Earlier posts

Earlier posts
This blog is a continuation of an older one. To explore previous posts please click the photo above.

Thursday 27 August 2020

Our lost heritage

I have driven past this building many times but I had never really studied it before. It sits alongside the road out of Shipley through Windhill towards Leeds, just past Shipley railway station and not far from the old and now decrepit Carnegie Library (see HERE). Walking past one day, I stopped to photograph it. I was speculating that it might at one time have been a school. Just as I was pondering, I bumped into a former workmate, a life-long Shipley resident. She told me it used to be a railway station. I've looked it up and apparently there used to be a branch line of the Great Northern Railway linking villages to the north-east of Bradford. Passenger services closed in 1931 and goods services on the line ceased in the 1960s. The unit is now used by some businesses but, like the library, it looks increasingly decrepit, though it was once a handsome building.  By contrast, the station only a quarter of a mile away that was part of the Midland Railway is still used, linking Shipley with Leeds, Bradford and Skipton. 

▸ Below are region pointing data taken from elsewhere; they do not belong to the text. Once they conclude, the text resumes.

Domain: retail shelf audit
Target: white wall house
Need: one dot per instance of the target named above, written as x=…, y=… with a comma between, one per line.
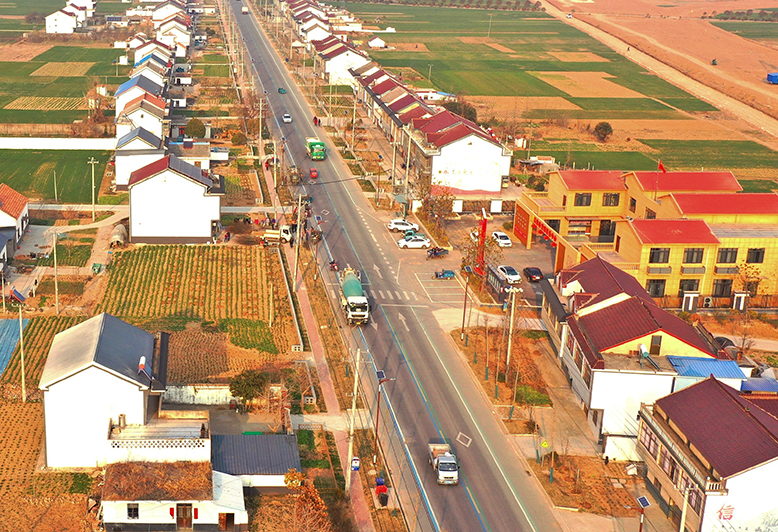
x=338, y=63
x=62, y=21
x=192, y=502
x=470, y=163
x=14, y=212
x=174, y=202
x=98, y=358
x=135, y=150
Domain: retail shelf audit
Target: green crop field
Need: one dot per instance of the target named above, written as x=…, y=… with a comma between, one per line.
x=521, y=49
x=712, y=155
x=759, y=31
x=32, y=173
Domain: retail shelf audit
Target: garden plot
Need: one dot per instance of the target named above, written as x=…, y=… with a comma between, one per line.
x=45, y=103
x=69, y=70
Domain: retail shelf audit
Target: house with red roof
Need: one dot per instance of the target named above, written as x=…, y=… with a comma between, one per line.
x=616, y=345
x=174, y=202
x=712, y=453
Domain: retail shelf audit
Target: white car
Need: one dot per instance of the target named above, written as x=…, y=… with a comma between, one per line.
x=414, y=242
x=398, y=224
x=510, y=273
x=502, y=239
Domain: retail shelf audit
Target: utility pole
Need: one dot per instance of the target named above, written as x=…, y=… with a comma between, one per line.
x=21, y=351
x=353, y=420
x=56, y=278
x=93, y=162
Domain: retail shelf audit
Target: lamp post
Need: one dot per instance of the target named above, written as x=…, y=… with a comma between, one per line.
x=513, y=291
x=468, y=271
x=382, y=378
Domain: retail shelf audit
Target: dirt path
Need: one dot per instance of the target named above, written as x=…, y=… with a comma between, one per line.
x=755, y=118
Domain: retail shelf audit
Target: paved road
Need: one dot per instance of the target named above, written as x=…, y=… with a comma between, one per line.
x=434, y=394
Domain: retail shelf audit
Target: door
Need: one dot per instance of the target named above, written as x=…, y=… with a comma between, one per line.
x=184, y=516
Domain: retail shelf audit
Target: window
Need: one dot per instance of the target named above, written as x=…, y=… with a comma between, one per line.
x=722, y=287
x=688, y=285
x=755, y=256
x=583, y=199
x=659, y=256
x=655, y=287
x=132, y=510
x=727, y=256
x=649, y=440
x=611, y=199
x=693, y=255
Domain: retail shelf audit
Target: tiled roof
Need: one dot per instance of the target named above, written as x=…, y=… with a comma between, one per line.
x=592, y=180
x=11, y=202
x=174, y=164
x=688, y=181
x=732, y=434
x=727, y=203
x=674, y=232
x=705, y=367
x=602, y=280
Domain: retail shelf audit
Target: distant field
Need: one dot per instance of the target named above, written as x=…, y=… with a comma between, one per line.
x=721, y=155
x=758, y=31
x=32, y=173
x=523, y=51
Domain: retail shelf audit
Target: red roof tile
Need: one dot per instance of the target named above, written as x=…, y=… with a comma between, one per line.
x=674, y=232
x=732, y=434
x=688, y=181
x=727, y=203
x=11, y=202
x=593, y=180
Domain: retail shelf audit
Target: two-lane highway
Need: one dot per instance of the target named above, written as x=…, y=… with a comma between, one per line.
x=434, y=394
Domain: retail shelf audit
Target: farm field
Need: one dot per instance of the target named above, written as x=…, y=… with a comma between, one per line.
x=32, y=173
x=50, y=87
x=218, y=302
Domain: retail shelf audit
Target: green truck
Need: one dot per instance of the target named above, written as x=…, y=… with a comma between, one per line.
x=353, y=298
x=316, y=149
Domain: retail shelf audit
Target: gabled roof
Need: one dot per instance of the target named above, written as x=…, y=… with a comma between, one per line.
x=592, y=180
x=139, y=133
x=173, y=163
x=254, y=454
x=688, y=181
x=673, y=232
x=601, y=281
x=142, y=83
x=11, y=202
x=732, y=434
x=705, y=367
x=727, y=203
x=104, y=342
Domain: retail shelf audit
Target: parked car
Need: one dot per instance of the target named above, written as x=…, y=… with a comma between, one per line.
x=510, y=273
x=502, y=239
x=414, y=242
x=398, y=224
x=533, y=274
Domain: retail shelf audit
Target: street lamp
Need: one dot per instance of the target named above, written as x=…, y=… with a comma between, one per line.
x=382, y=378
x=468, y=271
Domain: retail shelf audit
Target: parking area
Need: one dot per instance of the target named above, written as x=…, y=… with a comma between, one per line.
x=540, y=256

This area is full of history, some of it (like Saltaire) spruced up and celebrated and some of it quietly and gently decaying; our heritage almost lost, apart from in the memories of a few older residents and in obscure books and documents. 

7 comments:

  1. In this new age when every penny must be turned over twice these old buildings will increasingly become a problem for a profit-orientated society. What to do with them?

    ReplyDelete
  2. I love these old buildings, it's a pity that it looks a bit tired !I hate when they demolish old buildings and replace it by glass boxes or towers ! Like in London which has lost a lot of his charm since it looks like "little Dubai"

    ReplyDelete
  3. Oh I think it would have been a beauty in its day Jenny, really hope it doesn't go the way of the library. Was interesting to go back to 2012 and see the state of the library even then, it does seem to be standing its ground though 💜

    ReplyDelete
  4. Perhaps we could export it brick for brick in containers to sunny California like they did with the old "London Bridge"?

    ReplyDelete
  5. The memories will disappear with these older people!

    ReplyDelete
  6. Hopefully some good can be made of this building.

    ReplyDelete
  7. It is a pity that many of these former train stations have become derelict or been torn down when train services were eliminated in the UK.